To evaluate breath-hold stability and constancy for a voluntary breath-hold (VBH) technique in a retrospective analysis. Movie loop sequences of electronic portal image data from multiple breath holds in a cohort of 19 patients were used to assess within and between breath-hold stability. In vivo dosimetry data based on electronic portal imaging (EPI) were analysed for 31 VBH patients plus a cohort of free-breathing (FB) patients to provide a reference. A phantom experiment simulated the impact on dose of FB, breath hold and unplanned release of breath hold. 165/174 (93%) movie loop data sets had no detectable displacement. For the remaining 12, median displacement = 1.5 mm and maximum displacement = 3 mm (one patient on one fraction). In vivo dosimetry data analysis showed a median dose difference measured to planned of -0.2% (VBH) and -0.1% (FB).

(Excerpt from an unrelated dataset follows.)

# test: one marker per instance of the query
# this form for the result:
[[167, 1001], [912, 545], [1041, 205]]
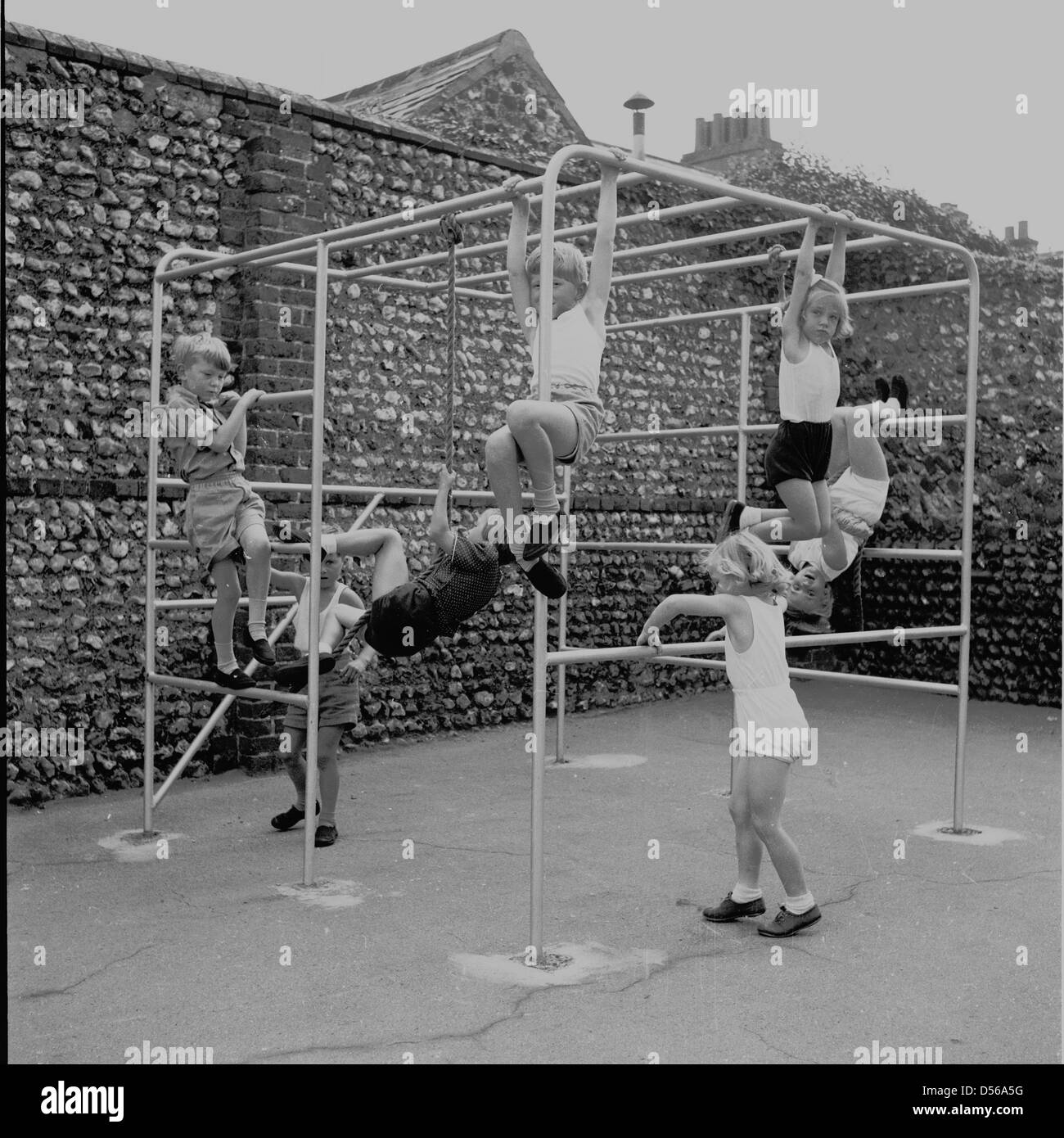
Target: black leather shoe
[[293, 815], [238, 680], [326, 834], [732, 910], [261, 648], [547, 580]]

Dose distribution evaluation (γ) pass rates were 84% (VBH) and 91% (FB) including the lung region; 93% and 96% with a lung override. Unplanned release of phantom breath-hold position changed median dose by ≤1% and degraded γ pass rates to 79-62%. Failing regions were mostly in the periphery of the treated volume. The data confirmed that multiple VBHs using visual monitoring are stable; in vivo dose verification via EPI was within expected and acceptable levels. These data provide further reassurance that VBH is a safe technique for cardiac sparing breast radiotherapy and support its rapid, widespread implementation.